A mass $m$ fall on spring constant $k$ and negligible mass from a height $h$. Assuming it sticks to the pan and executes simple harmonic motion, the maximum height upto which the pan will rise is:

• A. $\frac{mg}{k}$
• B. $\frac{mg}{k}[\sqrt{1+\frac{2kh}{mg}}-1]$
• C. $\frac{mg}{k}[\sqrt{1+\frac{2kh}{mg}}+1]$
• D. $\frac{mg}{k}[\sqrt{1+\frac{kh}{mg}}-1]$

Answer 1

The correct option is C $\frac{mg}{k}[\sqrt{1+\frac{2kh}{mg}}+1]$

When the mass m falls on the spring from a height, let the length of the spring compressed be x.

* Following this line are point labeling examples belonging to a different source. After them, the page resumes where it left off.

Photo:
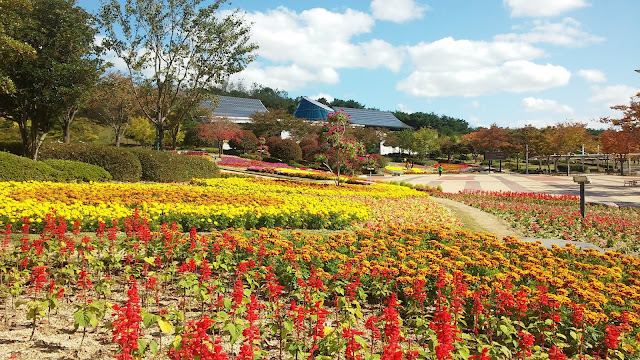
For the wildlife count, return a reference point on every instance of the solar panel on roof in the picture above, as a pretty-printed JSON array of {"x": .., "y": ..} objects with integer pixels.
[{"x": 229, "y": 106}]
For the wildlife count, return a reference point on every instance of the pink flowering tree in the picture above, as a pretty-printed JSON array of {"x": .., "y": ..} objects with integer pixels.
[{"x": 339, "y": 153}]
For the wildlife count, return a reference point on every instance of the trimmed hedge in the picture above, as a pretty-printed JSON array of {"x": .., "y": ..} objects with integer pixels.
[
  {"x": 19, "y": 168},
  {"x": 198, "y": 167},
  {"x": 122, "y": 164},
  {"x": 75, "y": 170},
  {"x": 161, "y": 166},
  {"x": 15, "y": 148},
  {"x": 286, "y": 150}
]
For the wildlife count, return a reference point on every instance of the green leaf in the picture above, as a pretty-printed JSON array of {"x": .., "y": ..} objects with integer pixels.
[
  {"x": 153, "y": 346},
  {"x": 148, "y": 319},
  {"x": 142, "y": 345},
  {"x": 81, "y": 318},
  {"x": 165, "y": 326}
]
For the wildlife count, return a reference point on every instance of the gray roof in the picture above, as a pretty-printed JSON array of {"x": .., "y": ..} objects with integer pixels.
[
  {"x": 375, "y": 118},
  {"x": 234, "y": 107},
  {"x": 317, "y": 103}
]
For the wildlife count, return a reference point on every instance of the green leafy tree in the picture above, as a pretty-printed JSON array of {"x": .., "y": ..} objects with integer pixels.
[
  {"x": 112, "y": 104},
  {"x": 140, "y": 130},
  {"x": 47, "y": 85},
  {"x": 12, "y": 48},
  {"x": 219, "y": 130},
  {"x": 185, "y": 46},
  {"x": 424, "y": 142}
]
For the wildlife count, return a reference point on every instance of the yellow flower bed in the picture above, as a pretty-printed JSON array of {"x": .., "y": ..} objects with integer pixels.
[{"x": 233, "y": 202}]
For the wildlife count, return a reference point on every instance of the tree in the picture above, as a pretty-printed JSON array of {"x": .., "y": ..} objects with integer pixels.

Total distance by which the mass m falls is: $(h+x)$
Loss of PE of the mass is equal to the energy stored in the spring.
$\therefore mg(h+x)=\frac{1}{2}k{x}^2$
$\therefore x^2-\left(\frac{2mg}{k}\right)x-\frac{2mgh}{k}=0$
$\therefore x=\frac{\frac{2mg}{k}\pm \sqrt{(\frac{2mg}{k}{)}^2+\frac{8mgh}{k})}}{2}$
$\therefore x=\frac{mg}{k}\pm \sqrt{(\frac{mg}{k}{)}^2+\frac{2mgh}{k})}=\frac{mg}{k}(1+\sqrt{(1+\frac{2kh}{mg})})$
We ignore the -ve sign, since it will give a negative x which is not a physical situation.
Thus, the maximum height to which the mass will rise is: $\frac{mg}{k}[1+\sqrt{(1+\frac{2kh}{mg})}]$